Only a month after the Euros had finished Granit Xhaka released an open letter about his international future. FIFA would not let him play for Kosovo because he had played for Switzerland at Euro 2016, after Kosovo had become a full member of both UEFA and FIFA. The same would obviously apply for any of the eligible players from the Albania team who had competed at the Euros. Granit, who had previously expressed a willingness to compete for a new Kosovan national side, seemed to now be precluded from doing so.
In a statement ahead of Switzerland’s first World Cup qualifiers Granit addressed the issue of nationality, perhaps to address any notions of divided loyalties, saying:
‘Playing for Switzerland is a dream for me, but when I think about the Albanians in Switzerland who will be represented by my presence in the national team, I feel proud, because I will be a good ambassador for every Albanian who lives and works in Switzerland.’
In subsequent interviews he has spoken further about his identity and his feelings about being a key player in the Swiss side.
‘Switzerland is my home, it’s where I was born and grew up, but I will never forget my parents’ roots. My blood is Albanian and nobody can take that away from me. My heart is 50:50 – I can’t say I’m more of one than the other. I have two homes, Switzerland and Kosovo, and that’s how it will always stay. I’m grateful for what Switzerland has done for my parents, for us. You can’t forget that. As I said, I was born and grew up there. I went to school there, I took my first steps there – both in football and in my private life. It will always be my home.’
Xhaka is not the only member of the Swiss side to find himself in a similar situation. Xerdan Shaqiri and Valon Behrami are just two other teammates who could have declared for Kosovo before the Euros, but rather than seeing this as a weakness with players harbouring loyalties to other nations, Granit has described it as a strength saying;
‘In the Swiss national team, we have players with links to many different countries, maybe people who don’t just have Swiss roots. That’s why it’s very important that we respect each other, and that really works well in our team.’

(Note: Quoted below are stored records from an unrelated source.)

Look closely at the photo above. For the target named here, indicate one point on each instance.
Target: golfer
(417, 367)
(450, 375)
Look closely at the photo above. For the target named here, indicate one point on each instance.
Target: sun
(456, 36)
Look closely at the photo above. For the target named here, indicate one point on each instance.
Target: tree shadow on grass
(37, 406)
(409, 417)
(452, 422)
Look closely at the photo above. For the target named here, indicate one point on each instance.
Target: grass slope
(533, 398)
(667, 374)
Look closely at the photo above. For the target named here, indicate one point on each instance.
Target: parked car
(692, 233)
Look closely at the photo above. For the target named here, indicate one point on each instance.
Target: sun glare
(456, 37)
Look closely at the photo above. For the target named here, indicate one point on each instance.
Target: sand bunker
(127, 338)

Older brother Taulant had been given the freedom of a nearby Albanian city when he – along with some of his teammates – had grabbed the greater Albania flag from the drone flown over their Euro qualifier game. He had been seen as a staunch defender of his nation’s honour in a time of provocation. When nations that have suffered so much from disruption and violence as Albania and the Balkan states have it is understandable that nationalist sentiment runs high. That FIFA has more member nations than the UN suggests the importance of football as a nation signifier. But as the story of the brothers Xhaka shows, nation isn’t as reductive as where you’re born or the notion of the “blood in your veins”. It is also possible to feel a loyalty or to identify with more than one place, whether that be Albania, Switzerland or Kosovo. In the case of the brothers Xhaka, born in the same city only 18 months apart it seems strangely appropriate that two brothers, set in competition against each other for different nations should represent a greater, unifying truth. No more than borders, identities are seldom fixed.